On n’y pense pas toujours, mais les reins participent à l’équilibre global du corps. Lorsqu’ils fonctionnent mal, les effets se font sentir bien au-delà des résultats d’analyses. Tout l’organisme est concerné, y compris la sexualité. Chez les hommes atteints d’insuffisance rénale chronique, il est fréquemment rapporté que les érections deviennent moins fiables et que le désir s’atténue, un phénomène décrit dans plusieurs études cliniques sur la qualité de vie des patients rénaux (Clinical Journal of the American Society of Nephrology, Vecchio et al., 2010.

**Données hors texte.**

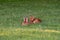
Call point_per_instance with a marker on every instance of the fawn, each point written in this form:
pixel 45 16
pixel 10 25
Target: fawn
pixel 34 20
pixel 25 21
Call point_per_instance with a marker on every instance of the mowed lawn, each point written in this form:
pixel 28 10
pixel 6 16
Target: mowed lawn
pixel 12 13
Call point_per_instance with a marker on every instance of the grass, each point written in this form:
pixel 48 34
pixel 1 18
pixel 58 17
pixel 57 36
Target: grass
pixel 12 13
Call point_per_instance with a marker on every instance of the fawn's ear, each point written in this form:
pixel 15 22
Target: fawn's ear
pixel 25 19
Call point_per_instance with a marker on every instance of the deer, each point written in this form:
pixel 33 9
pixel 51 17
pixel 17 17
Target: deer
pixel 25 21
pixel 34 20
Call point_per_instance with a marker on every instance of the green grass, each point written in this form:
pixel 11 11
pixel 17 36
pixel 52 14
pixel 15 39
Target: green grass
pixel 12 13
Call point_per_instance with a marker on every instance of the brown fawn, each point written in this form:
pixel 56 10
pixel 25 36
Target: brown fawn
pixel 25 21
pixel 34 20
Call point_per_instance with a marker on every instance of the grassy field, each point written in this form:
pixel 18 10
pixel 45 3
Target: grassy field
pixel 12 13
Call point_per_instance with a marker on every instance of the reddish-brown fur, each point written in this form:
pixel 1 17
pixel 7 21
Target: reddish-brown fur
pixel 34 20
pixel 25 21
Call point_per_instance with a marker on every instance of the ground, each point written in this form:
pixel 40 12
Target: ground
pixel 12 13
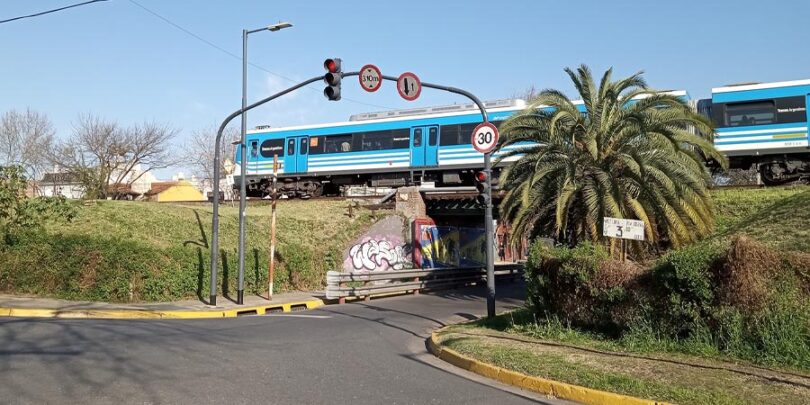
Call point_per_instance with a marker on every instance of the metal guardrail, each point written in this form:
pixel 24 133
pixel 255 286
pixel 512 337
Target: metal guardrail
pixel 368 284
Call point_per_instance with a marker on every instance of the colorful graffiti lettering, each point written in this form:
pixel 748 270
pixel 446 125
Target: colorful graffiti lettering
pixel 382 255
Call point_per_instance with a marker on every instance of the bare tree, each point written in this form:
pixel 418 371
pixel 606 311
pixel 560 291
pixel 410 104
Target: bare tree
pixel 104 155
pixel 200 154
pixel 25 138
pixel 200 150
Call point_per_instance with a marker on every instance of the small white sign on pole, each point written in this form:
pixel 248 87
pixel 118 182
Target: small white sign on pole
pixel 623 228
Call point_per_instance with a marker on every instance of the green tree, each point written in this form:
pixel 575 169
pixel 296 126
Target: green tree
pixel 18 212
pixel 633 153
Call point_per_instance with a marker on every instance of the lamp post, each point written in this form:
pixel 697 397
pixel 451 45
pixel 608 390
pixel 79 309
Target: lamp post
pixel 240 294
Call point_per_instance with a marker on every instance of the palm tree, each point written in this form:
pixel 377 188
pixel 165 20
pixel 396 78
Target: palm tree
pixel 633 153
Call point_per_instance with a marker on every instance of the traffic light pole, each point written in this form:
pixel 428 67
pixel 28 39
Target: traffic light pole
pixel 490 245
pixel 217 159
pixel 488 226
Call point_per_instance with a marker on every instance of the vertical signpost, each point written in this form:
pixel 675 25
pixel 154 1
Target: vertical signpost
pixel 484 139
pixel 272 265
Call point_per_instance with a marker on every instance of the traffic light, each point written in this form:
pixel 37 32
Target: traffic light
pixel 484 186
pixel 332 79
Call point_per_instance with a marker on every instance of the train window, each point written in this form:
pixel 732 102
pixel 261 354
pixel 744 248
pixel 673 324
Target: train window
pixel 304 145
pixel 272 147
pixel 254 149
pixel 752 113
pixel 400 138
pixel 449 135
pixel 315 145
pixel 337 144
pixel 378 140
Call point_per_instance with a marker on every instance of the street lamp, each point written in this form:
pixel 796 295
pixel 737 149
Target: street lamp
pixel 240 294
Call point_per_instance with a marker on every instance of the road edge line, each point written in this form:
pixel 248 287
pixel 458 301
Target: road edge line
pixel 544 386
pixel 144 314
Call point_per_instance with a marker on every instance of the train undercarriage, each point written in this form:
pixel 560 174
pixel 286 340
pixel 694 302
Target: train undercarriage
pixel 305 187
pixel 776 170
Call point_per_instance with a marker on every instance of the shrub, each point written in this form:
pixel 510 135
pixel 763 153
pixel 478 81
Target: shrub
pixel 582 286
pixel 684 280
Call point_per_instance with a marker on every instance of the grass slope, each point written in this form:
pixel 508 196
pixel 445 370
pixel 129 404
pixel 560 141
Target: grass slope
pixel 562 354
pixel 135 251
pixel 778 217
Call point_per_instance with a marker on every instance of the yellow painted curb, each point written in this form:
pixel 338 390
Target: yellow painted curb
pixel 553 388
pixel 154 314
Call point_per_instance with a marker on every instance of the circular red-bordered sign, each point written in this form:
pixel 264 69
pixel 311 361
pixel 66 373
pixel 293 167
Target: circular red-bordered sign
pixel 370 78
pixel 485 137
pixel 409 86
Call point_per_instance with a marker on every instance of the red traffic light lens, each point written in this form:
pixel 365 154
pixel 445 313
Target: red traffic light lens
pixel 331 65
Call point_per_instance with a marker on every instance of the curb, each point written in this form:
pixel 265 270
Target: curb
pixel 154 314
pixel 544 386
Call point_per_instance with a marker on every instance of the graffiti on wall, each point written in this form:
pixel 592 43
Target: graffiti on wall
pixel 448 246
pixel 380 255
pixel 383 247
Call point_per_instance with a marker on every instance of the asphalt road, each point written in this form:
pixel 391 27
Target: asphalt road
pixel 358 353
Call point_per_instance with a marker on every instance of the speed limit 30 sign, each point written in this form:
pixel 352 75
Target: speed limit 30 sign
pixel 485 137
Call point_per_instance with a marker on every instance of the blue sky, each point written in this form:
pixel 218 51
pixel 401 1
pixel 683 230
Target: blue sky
pixel 117 60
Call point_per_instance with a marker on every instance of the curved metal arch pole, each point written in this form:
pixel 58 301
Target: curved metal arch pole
pixel 488 225
pixel 217 156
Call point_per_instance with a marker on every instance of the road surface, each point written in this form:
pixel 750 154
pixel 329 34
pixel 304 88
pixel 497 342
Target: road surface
pixel 358 353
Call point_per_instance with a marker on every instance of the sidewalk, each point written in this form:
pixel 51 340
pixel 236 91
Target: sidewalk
pixel 22 306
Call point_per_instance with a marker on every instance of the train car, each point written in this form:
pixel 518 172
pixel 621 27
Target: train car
pixel 385 149
pixel 763 125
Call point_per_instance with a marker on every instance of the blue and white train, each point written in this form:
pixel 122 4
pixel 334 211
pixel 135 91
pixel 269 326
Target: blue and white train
pixel 763 125
pixel 386 149
pixel 757 125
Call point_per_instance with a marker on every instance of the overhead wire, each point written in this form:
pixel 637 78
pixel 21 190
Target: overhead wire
pixel 235 56
pixel 49 11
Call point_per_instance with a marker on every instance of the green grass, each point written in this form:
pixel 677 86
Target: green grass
pixel 135 251
pixel 778 216
pixel 550 350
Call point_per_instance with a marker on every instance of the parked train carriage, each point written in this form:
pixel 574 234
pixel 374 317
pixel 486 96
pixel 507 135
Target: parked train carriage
pixel 385 149
pixel 765 126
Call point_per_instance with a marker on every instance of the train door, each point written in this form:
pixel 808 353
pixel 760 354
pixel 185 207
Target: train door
pixel 295 158
pixel 424 146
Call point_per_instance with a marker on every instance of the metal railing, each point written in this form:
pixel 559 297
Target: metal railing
pixel 365 284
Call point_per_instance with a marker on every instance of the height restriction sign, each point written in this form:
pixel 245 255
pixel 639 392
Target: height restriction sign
pixel 409 86
pixel 485 137
pixel 370 78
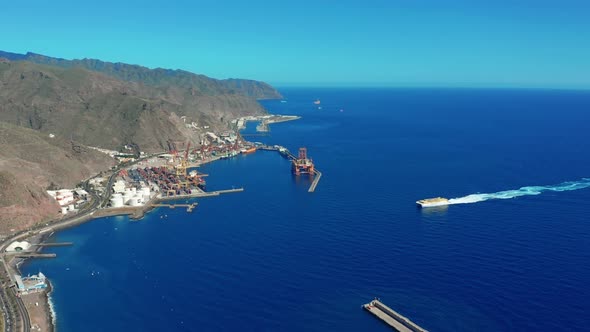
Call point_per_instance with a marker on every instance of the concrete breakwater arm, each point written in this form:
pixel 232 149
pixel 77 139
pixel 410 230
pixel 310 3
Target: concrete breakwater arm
pixel 392 318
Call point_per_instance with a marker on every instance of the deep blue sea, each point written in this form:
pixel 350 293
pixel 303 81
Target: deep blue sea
pixel 277 258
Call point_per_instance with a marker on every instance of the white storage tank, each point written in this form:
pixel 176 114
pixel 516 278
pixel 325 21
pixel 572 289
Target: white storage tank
pixel 135 201
pixel 117 200
pixel 127 197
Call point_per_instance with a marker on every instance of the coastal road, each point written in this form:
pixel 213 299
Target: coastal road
pixel 9 318
pixel 83 214
pixel 24 314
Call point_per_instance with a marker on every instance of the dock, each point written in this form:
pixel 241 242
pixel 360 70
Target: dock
pixel 391 317
pixel 34 255
pixel 316 180
pixel 189 207
pixel 53 244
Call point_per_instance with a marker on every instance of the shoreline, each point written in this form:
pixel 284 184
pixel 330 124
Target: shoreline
pixel 47 232
pixel 133 213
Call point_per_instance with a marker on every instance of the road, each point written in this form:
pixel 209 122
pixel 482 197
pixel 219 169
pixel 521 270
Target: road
pixel 22 311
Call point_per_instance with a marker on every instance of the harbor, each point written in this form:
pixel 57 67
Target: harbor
pixel 391 317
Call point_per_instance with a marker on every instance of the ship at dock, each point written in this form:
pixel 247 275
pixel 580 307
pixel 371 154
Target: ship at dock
pixel 430 202
pixel 302 164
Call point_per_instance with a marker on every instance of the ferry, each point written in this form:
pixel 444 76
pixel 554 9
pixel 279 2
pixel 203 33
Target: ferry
pixel 429 202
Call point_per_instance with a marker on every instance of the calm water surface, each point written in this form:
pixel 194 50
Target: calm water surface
pixel 277 258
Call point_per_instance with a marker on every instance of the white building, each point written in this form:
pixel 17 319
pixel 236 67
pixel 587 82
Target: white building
pixel 62 196
pixel 119 186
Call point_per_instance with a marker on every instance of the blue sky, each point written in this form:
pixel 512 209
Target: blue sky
pixel 323 42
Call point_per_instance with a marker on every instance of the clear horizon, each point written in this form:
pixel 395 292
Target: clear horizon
pixel 459 43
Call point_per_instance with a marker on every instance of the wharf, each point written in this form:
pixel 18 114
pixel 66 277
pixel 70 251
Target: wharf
pixel 391 317
pixel 34 255
pixel 53 244
pixel 201 194
pixel 189 207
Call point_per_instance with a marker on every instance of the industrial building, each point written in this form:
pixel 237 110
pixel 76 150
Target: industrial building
pixel 30 284
pixel 17 246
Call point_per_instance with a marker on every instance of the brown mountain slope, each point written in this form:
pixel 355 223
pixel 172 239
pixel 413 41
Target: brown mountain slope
pixel 99 110
pixel 30 161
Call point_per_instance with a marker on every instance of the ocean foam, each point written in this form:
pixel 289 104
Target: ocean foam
pixel 524 191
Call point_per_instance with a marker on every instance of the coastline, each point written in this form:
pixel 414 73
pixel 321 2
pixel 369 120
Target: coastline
pixel 43 299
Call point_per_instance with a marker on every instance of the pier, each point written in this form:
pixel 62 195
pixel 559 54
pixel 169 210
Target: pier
pixel 391 317
pixel 189 207
pixel 53 244
pixel 34 255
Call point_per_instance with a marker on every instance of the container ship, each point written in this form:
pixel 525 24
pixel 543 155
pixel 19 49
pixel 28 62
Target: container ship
pixel 430 202
pixel 303 164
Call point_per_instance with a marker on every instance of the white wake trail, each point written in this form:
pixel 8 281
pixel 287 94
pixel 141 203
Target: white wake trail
pixel 524 191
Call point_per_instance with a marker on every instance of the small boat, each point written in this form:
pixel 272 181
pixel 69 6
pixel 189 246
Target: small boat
pixel 430 202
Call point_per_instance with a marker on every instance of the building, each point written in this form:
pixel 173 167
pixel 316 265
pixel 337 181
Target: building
pixel 62 196
pixel 119 186
pixel 30 284
pixel 17 246
pixel 81 193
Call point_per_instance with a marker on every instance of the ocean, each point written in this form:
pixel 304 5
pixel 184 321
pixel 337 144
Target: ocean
pixel 510 254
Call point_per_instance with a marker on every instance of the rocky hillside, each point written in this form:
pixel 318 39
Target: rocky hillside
pixel 30 162
pixel 46 103
pixel 100 110
pixel 200 84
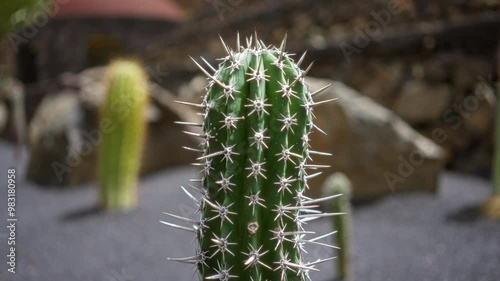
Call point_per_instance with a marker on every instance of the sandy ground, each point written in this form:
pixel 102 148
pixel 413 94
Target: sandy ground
pixel 403 237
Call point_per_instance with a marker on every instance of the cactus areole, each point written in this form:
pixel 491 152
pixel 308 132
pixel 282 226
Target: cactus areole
pixel 258 114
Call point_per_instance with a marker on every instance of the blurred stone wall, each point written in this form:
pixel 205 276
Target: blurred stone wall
pixel 432 62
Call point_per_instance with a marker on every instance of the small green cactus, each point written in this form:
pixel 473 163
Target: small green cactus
pixel 123 112
pixel 340 184
pixel 254 153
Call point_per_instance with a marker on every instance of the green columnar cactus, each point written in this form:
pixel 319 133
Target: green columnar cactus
pixel 339 183
pixel 123 115
pixel 492 207
pixel 255 147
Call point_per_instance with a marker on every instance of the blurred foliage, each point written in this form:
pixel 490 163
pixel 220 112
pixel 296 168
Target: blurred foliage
pixel 15 13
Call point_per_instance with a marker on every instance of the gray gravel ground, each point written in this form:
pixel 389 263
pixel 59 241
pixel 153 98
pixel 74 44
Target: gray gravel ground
pixel 403 237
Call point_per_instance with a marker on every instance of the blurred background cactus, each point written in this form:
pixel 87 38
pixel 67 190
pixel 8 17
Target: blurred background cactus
pixel 492 206
pixel 257 120
pixel 123 112
pixel 16 13
pixel 339 184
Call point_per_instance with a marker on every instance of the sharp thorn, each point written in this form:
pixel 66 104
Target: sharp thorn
pixel 179 226
pixel 301 58
pixel 320 90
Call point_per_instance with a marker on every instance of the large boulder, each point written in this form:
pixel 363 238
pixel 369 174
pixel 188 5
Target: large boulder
pixel 65 132
pixel 376 149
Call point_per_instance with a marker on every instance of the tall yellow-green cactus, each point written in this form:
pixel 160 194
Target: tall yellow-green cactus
pixel 258 114
pixel 340 184
pixel 492 207
pixel 123 114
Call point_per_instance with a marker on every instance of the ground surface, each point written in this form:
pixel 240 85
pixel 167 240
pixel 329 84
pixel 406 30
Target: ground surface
pixel 400 238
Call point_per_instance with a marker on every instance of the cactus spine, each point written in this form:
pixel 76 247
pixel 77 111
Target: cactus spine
pixel 255 147
pixel 121 147
pixel 340 184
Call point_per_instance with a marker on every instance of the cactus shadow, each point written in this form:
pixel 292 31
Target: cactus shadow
pixel 465 214
pixel 83 213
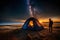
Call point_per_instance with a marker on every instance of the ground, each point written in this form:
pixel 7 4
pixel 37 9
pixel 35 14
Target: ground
pixel 20 34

Les données scientifiques montrent que la dysfonction érectile est particulièrement fréquente chez les hommes souffrant d’insuffisance rénale chronique. Selon une étude publiée dans Kidney International, plus de 70 % des patients présentent des troubles de l’érection, avec des taux encore plus élevés chez ceux sous hémodialyse, une technique qui remplace partiellement le travail des reins en filtrant le sang à l’aide d’une machine (Rosas et al., 2001.
Lorsque les reins filtrent mal, les toxines s’accumulent dans l’organisme. Cette accumulation s’accompagne d’une fatigue chronique et d’un état général altéré, des facteurs reconnus comme défavorables à une vie sexuelle satisfaisante. À cela s’ajoutent des perturbations hormonales. Des travaux scientifiques montrent que chez de nombreux hommes atteints d’insuffisance rénale chronique, les hormones sexuelles, notamment la testostérone, sont souvent perturbées, ce qui est associé à une baisse de la libido et à des troubles de l’érection (revue scientifique Frontiers in Medicine, Carrero et al., 2017).
La dimension vasculaire joue également un rôle important. L’érection dépend d’un afflux sanguin adéquat vers le pénis. Or l’insuffisance rénale est fréquemment associée à des maladies cardiovasculaires, au diabète et à l’hypertension artérielle, qui altèrent la qualité des vaisseaux sanguins. Cette association de facteurs explique pourquoi les troubles sexuels sont rarement liés à une cause unique mais résultent d’un ensemble de mécanismes imbriqués, comme le souligne une revue publiée dans Nephrology Dialysis Transplantation (Fusaro et al., 2009.
Les traitements entrent également dans l’équation. La dialyse, certains médicaments et les contraintes d’une prise en charge au long cours peuvent influencer la libido ou accentuer les troubles existants. Des travaux ont montré que les troubles de l’érection peuvent persister malgré plusieurs années de dialyse, confirmant qu’il ne s’agit pas uniquement d’un problème de filtration sanguine, mais d’un trouble global intégrant aussi des dimensions psychologiques et relationnelles, comme le décrivent plusieurs revues de néphrologie.
Il est par ailleurs rapporté que, chez certains patients, une amélioration de la fonction sexuelle peut être observée après une greffe rénale. Cette amélioration serait liée à la correction de certains déséquilibres biologiques et hormonaux, sans pour autant être systématique ni garantie pour tous les patients (Zhang et al., International Urology and Nephrology, 2014.
Ces données rappellent que les troubles sexuels font partie intégrante de l’insuffisance rénale chronique. Ils évoluent avec la maladie et influencent la qualité de vie. La sexualité ne disparaît pas lorsque les reins sont atteints, mais elle se transforme. En tenir compte permet une compréhension plus complète du vécu des patients.